Friday, October 21, 2011

Nobody Could Have Predicted

Brown proposes waiving annual evaluations to draw top teachers to struggling schools.

What this kind of thing really illustrates is the extent of groupthink in reform circles. Forcing principals to evaluate experienced, successful teachers every year is just a waste of time and a disincentive to teach in more challenging schools or to teach at all. That is perfectly obvious and always has been.

Somehow it became dogma in the past couple years, including in Rhode Island, and the premise is falling apart before it has even been widely implemented. This is what happens when you decide anyone with a critical point of view is an enemy of children and defender of bad teachers. You do stupid shit and waste your opportunity and credibility.

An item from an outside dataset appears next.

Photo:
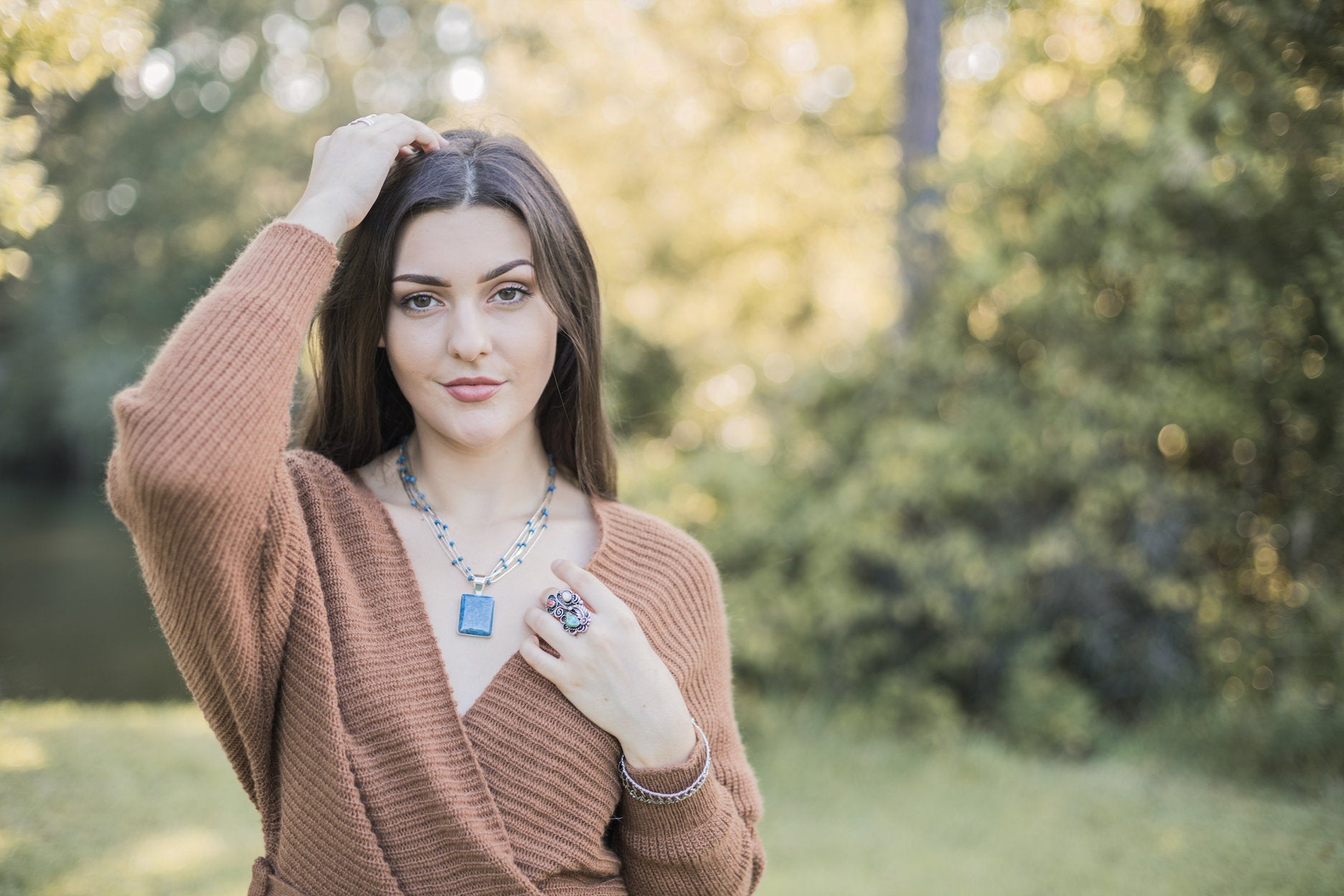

Certainly this went on with the whole mayoral academy thing. If the AFT tried to get legislation introduced in the Massachusetts legislature that required equal enrollment from urban and suburban districts in charters, they'd be laughed out of the room by reformers. Yet those same people thought it was a brilliant idea when it came from Rhode Islanders well connected to the national reform movement.

Likewise the people who wrote the mayoral academy law seem completely uninterested in explaining its basic contours to their CMO partners. Obviously if they're all reformers they must be on the same page and have the same great ideas. What could possibly go wrong. You don't even really need to proofread the application, I'm sure it is fine.